Mobility between different physical environments in the cell nucleus regulates the daily oscillations in the activity of genes that are controlled by the internal biological clock, according to a study that is published in the journal Molecular Cell. Eventually, these findings may lead to novel therapeutic strategies for the treatment of diseases linked with disrupted circadian rhythm.

So called clock-controlled—or circadian—genes are part of the internal biological clock, allowing humans and other light-sensitive organisms to adjust their daily activity to the cycle of daylight and darkness. In the current study, investigators at Sweden’s Karolinska Institutet found that daily changes in the spatial localization of clock-controlled genes in the cell nucleus regulates fluctuations in their activity with a 24-hour period length.

“We have uncovered a novel principle of circadian transcriptional regulation that involves a so-far unexpected dynamics in the sub-nuclear positioning of circadian genes”, says principal investigator Anita Göndör at the Department of Microbiology, Tumor and Cell Biology at Karolinska Institutet, in a release.
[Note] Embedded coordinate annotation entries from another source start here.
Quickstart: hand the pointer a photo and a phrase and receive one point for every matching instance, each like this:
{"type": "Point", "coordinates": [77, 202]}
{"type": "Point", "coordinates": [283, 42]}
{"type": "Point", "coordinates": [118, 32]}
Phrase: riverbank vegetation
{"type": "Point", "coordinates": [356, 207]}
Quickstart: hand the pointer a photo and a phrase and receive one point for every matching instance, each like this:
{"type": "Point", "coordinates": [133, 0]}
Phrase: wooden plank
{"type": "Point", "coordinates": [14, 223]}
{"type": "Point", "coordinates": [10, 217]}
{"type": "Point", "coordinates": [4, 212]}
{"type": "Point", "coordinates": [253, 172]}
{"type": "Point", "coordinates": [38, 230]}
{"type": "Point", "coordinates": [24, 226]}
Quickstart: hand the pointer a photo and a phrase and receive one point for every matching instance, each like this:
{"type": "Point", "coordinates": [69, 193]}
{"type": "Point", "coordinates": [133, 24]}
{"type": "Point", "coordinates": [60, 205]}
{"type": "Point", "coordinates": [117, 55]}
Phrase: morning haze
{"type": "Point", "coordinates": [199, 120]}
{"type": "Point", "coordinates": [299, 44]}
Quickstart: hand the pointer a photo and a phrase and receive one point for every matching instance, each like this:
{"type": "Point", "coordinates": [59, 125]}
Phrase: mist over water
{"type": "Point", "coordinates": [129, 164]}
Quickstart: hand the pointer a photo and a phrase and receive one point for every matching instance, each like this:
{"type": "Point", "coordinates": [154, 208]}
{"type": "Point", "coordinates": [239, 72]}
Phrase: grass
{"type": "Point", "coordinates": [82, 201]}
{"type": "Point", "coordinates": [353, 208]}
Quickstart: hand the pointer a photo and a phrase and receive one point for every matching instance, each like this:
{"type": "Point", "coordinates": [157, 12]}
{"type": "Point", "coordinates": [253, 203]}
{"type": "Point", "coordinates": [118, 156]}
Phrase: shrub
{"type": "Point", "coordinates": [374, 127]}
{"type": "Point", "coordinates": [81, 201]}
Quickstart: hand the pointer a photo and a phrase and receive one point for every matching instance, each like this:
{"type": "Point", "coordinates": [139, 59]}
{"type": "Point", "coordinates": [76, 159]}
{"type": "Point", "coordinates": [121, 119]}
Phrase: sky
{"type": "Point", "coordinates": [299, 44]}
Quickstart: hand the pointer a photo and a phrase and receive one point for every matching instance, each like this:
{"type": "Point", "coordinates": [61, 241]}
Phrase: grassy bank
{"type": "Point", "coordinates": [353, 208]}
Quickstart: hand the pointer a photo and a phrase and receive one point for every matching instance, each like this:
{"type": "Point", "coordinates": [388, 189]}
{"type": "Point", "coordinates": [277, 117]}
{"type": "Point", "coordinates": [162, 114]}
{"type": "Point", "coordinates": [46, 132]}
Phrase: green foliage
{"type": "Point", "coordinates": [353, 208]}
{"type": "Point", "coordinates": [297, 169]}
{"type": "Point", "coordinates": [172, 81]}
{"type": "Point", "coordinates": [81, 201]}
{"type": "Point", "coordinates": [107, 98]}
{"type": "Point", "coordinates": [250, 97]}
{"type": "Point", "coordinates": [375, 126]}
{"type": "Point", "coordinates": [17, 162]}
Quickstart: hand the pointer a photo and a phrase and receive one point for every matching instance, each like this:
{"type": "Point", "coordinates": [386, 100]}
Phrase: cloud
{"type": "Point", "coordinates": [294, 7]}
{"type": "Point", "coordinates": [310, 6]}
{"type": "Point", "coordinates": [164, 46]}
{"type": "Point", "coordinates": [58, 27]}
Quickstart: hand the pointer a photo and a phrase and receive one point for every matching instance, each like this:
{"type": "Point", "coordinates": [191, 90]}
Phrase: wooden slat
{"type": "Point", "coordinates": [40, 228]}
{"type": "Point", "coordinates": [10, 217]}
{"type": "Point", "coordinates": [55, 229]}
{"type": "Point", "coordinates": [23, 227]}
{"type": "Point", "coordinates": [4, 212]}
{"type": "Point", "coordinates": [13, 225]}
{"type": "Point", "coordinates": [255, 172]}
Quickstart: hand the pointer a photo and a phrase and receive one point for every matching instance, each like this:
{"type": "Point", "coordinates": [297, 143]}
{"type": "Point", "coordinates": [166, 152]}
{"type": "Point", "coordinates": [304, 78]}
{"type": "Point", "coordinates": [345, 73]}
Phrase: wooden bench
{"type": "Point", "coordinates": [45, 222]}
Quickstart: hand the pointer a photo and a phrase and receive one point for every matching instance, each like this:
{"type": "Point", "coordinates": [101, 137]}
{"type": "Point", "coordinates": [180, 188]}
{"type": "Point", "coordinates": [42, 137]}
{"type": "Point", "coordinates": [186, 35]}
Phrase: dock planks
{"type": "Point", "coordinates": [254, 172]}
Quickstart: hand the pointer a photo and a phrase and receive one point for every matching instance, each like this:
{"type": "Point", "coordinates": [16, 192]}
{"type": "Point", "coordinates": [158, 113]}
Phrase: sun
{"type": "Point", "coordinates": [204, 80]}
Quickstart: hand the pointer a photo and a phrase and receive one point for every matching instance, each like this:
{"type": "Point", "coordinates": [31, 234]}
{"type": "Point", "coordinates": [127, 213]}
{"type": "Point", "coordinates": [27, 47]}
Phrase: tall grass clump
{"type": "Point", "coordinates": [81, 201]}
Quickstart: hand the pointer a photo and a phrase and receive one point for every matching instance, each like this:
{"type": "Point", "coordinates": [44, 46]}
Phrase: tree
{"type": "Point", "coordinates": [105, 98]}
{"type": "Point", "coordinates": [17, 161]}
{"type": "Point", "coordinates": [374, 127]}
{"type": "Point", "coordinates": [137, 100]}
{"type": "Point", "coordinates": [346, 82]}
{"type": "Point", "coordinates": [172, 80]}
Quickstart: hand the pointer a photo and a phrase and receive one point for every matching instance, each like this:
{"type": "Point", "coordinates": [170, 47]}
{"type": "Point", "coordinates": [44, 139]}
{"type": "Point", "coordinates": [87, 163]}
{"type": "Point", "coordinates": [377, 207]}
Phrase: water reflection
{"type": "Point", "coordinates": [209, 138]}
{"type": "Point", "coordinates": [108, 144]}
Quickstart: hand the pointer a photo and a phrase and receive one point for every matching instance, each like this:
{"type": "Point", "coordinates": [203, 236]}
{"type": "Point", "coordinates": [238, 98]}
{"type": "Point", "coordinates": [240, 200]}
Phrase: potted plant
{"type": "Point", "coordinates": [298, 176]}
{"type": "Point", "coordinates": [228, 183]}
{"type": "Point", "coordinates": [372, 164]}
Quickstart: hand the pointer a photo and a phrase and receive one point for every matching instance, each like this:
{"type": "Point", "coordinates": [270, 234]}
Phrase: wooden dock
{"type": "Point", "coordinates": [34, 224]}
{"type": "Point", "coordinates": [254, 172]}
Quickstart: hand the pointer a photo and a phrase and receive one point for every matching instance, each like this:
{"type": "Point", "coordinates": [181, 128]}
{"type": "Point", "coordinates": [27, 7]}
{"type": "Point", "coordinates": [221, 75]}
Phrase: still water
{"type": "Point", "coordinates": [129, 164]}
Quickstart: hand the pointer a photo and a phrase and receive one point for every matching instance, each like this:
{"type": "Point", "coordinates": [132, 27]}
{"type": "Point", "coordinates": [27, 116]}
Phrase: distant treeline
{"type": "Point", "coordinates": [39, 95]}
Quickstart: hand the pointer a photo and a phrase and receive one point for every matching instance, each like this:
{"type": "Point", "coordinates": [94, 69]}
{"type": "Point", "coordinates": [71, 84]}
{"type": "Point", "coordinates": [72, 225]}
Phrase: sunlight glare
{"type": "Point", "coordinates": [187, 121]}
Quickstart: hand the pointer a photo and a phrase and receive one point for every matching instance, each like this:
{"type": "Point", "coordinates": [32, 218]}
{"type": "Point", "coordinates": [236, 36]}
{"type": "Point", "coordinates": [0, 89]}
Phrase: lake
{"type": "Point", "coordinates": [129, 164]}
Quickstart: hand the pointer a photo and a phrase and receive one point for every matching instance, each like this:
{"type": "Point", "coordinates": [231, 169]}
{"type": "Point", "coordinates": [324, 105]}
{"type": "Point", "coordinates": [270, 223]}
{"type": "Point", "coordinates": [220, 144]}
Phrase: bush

The genetic material is packaged in a structure called chromatin in the cell nucleus. It has been established that the 3-D distribution of chromatin in the nucleus follows a pattern. Open chromatin containing active genes tends to occupy the central parts, whereas chromatin containing genes that are not active tends to localize to the peripheral parts of the nucleus-an environment rich in factors that promote gene silencing.

Researchers investigated physical meetings between regions that are located far apart from each other on the linear chromatin fibre or reside on different chromosomes. By studying such encounters in the 3-D space of the nucleus, they discovered a network of contacts between clock-controlled genes and domains of gene-poor, repressed chromatin in the periphery of the nucleus. They identified two proteins that bring the genes to bed and help them go to sleep at the periphery of the cell nucleus every day: poly(ADP-ribose) polymerase 1 (PARP1), a well-known regulator of DNA repair and gene expression, and the transcription factor CTCF. The researchers thus found that PARP1 and CTCF promote the diurnal recruitment of circadian genes to the nuclear periphery to attenuate their expression. They were then released from the periphery in a silent, “sleeping” state to start a new cycle.